We had been visiting Victorino’s frequently for the past year but it had always been for another reason: Heny Sison’s cakes. This time around, Mr. B insisted on trying the savory dishes of the restaurant.
Victorino’s was quite special as it is not only a Filipino restaurant, but it is also one that specializes in Ilocano cuisine. Although it could potentially be an interesting visit, my parents both hailed from Ilocos and our home-cooked meals often included Ilocano dishes. Suffice it to say, I wasn’t too keen on this having this meal, but I let Mr. B have things his way at times.
Our favorite table was arranged as part of a bigger banquet-like seating that afternoon, and we were seated in an unfortunate section of the restaurant. The staff was busy preparing for what seemed to be an event later that day, and so the service throughout our meal was generally slow and quite terrible.
One of the enjoyable portions of this meal was browsing through the menu. I took delight from reading the Ilocano names of the dishes, and even making an attempt to explain some of them to Mr. B. I honestly would have loved to have some papaitan, a bitter soup of innards, but Mr. B opted for the boring sinigang instead. The rest were chosen by me, mostly determined by things I craved the most (that were too cumbersome to replicate at home) and the food I wanted Mr. B to try.
Our meal started off with a giant bowl of sinigang with crispy pork belly. We were very surprised that it came in such a big serving that we instantly knew that we ordered too much. Despite having an abundance of vegetables, the crispy pork cubes were still generous. I still doubt whether the crispy bagnet was worth being drenched in the sinigang broth, but I appreciated the quality of this pork belly. The layers of fat and meat appeared very good to me as the layers were distinct and was more meat than fat, and I could only surmise that they used a premium cut of pork. Unfortunately, I didn’t enjoy the broth of the sinigang. Something tasted off to me, until I realized what it was: ginger. While I would love ginger for a fish/seafood sinigang, its presence in the pork version was a bit confusing and unwarranted in my opinion.
The next dish that graced our table was a distinctly Ilocano dish: igado. It’s a pork dish made of innards and lean meat, almost like a bopis without the sauce and with chunkier cuts of meat. Upon first bite, I was hooked. Their version seemed authentic to me, with a wide array of internal organs and enough fat that just contributed to the depth of meaty umami.
Initially, I was hesitant on ordering poqui-poqui, but I wanted Mr. B to try this dish. Unfortunately, it was far from what I expected. I wasn’t sure if it was missing eggs, tomatoes or onions, but it wasn’t as good as I hoped it would be. It certainly wasn’t the creamy, decadent eggplant-egg dish I conjured it up to be.

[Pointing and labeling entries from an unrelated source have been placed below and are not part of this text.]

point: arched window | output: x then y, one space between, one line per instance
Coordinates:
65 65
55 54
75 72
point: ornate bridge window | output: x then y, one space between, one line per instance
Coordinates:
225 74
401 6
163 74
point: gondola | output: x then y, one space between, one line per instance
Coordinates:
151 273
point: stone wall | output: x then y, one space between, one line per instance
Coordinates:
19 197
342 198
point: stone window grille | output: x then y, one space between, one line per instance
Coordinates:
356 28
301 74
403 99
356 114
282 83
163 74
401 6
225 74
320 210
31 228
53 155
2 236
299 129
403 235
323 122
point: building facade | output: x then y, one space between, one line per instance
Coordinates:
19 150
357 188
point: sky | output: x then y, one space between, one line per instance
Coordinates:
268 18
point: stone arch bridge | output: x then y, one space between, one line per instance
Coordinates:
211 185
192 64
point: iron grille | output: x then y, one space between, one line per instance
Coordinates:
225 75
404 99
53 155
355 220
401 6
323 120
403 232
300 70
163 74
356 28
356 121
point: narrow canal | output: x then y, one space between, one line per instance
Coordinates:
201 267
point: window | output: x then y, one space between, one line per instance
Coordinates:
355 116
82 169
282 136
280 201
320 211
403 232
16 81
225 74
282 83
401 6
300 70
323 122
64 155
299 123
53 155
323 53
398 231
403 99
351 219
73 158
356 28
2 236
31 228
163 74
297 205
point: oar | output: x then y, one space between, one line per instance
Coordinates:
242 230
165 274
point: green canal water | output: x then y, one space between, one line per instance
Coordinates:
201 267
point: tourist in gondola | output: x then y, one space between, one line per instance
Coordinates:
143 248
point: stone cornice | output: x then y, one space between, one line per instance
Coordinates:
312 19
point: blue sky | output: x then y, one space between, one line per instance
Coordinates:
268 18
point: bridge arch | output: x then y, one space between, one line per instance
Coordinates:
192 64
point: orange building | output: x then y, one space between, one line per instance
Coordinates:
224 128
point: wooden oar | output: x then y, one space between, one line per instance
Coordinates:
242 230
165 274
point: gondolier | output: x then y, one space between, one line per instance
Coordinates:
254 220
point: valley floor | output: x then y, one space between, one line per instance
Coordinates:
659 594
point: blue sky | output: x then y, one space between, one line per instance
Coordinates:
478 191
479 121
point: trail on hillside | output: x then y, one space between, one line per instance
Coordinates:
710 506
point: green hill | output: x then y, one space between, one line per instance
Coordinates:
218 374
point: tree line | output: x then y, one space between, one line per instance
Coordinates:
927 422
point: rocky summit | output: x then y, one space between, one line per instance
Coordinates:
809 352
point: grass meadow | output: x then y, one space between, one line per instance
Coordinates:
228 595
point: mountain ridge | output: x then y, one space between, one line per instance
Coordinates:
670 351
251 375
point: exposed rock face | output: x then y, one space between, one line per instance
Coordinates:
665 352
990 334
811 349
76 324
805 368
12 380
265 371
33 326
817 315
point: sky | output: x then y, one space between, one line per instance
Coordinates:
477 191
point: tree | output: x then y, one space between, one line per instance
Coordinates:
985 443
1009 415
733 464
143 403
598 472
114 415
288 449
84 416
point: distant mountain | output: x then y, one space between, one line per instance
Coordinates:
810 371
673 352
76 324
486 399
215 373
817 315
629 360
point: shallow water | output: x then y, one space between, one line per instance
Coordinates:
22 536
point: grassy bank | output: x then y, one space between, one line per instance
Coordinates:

Contrary to my expectation of it being our appetizer, the empanada was last to arrive at our table. This famous Ilocano snack was piping hot when it was served, and I was truly craving for this as it had been so long since I last had a bite. The wrapper was a bit too thick but it was forgivable. The papaya shreds were julienned instead of peeled, providing a very crunchy texture that I honestly found just too much (traditionally, the papaya was grated coarsely). The double-double suggestion of our waiter (which was double egg and double longganisa) proved to be fantastic as the ratios of meat, egg and papaya seemed appropriate. After adding some vinegar to this fried treat, I was a happy camper.
Of course, we wouldn’t dare end a meal here without trying another one of Heny’s cakes. It was tarta quemada this time around. The sponge cake layers were very light, and the whipped cream was a perfect complement to the cake. The crumb was much coarser than their strawberry shortcake, but overall the combination was still good. It was topped with a yema-like bruleed topping, and it was great ending to an already very filling meal. I loved it.